2) It’s the rare graduate student who heads off for a phd thinking, “I’m going to write about drugs in my dissertation!” How would you describe the genesis of your project relative to your coursework, your advisor’s work, the state of your discipline, etc.?
I did an MA in Urban Anthropology at San Francisco State University before coming to this project, studying male street youth involved in prostitution. I found that drugs completely dominated the scene, and that the sex work was often little focused upon, whereas drugs were central to the social life of the street–even those who did no drugs had drug-based identities such as “straight-edge.” This got me interested in drugs. As time progressed, I also became more interested in studying the institutions governing the street as much as the guys themselves. This led me to my current work.

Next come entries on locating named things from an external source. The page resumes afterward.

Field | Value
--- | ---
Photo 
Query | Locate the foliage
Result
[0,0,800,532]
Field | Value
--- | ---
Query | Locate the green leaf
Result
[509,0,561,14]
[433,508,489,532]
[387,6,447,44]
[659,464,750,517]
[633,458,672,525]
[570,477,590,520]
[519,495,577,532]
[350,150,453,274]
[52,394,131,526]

My coursework was not focused on either drug use or the criminal justice system as such, and my advisor’s work is on different topics. Basically I come at this topic with an interest in urban poverty, medical anthropology and psychiatry, and issues of race, gender and sexuality. I received some mentoring relevant to drug use from a NIDA training grant, but still had to do a lot of reading on my own. Still, despite the question of addiction, I think of the dissertation as an institutional ethnographymore than as an ethnography of people doing drugs. I’m interested in social governance and the ways that certain populations get defined as “problems” to be policed and managed whereas other groups with the same apparent issues get treated rather differently.
Yes, Your Honor
Though there are a growing handful of people who do qualitative studies of the criminal justice system and of drug treatment, we’re still very much in the minority. Most people focus on quantitative studies of “what works” or cost-benefit analyses. At times treatment has even been referred to as a “black box” because the researchers don’t even really know what was happening in treatment – they just deal with recidivism numbers and the like. I wanted to shed some light on what was going on in a concrete sense, and what people going through the program thought of it.
3) What’s in your dissertation’s future? What do you plan to do to turn it into a book (or a series of cutting edge articles)?
I just finished an essay based on one of the chapters, and am working on a second for an anthology— Critical Approaches to Addiction, edited by Julie Netherland— that is forthcoming from Emerald Press in 2012. After that, I may or may not work on a third article before turning toward the book proposal.
Kaye Ties it All Together (Forthcoming)
4) Quick! what’s best and worst about your dissertation?
The best: (a) the disease of addiction (and its treatment) varies tremendously for different groups of people (b) for criminal justice populations, treatment essentially “treats” the behavioral correlates of economic and social marginalization (i.e. the so-called “culture of poverty”)
The worst: I try to cover so many different literatures, it’s hard to hold together! I’m trying to draw from literature on the criminal justice system, from medical anthropology and issues of (psychiatric) disability, as well as from material on poverty and street life. I also address issues of gender and sexuality within treatment (which I haven’t really gone into here). I have to do better holding it all together in the book!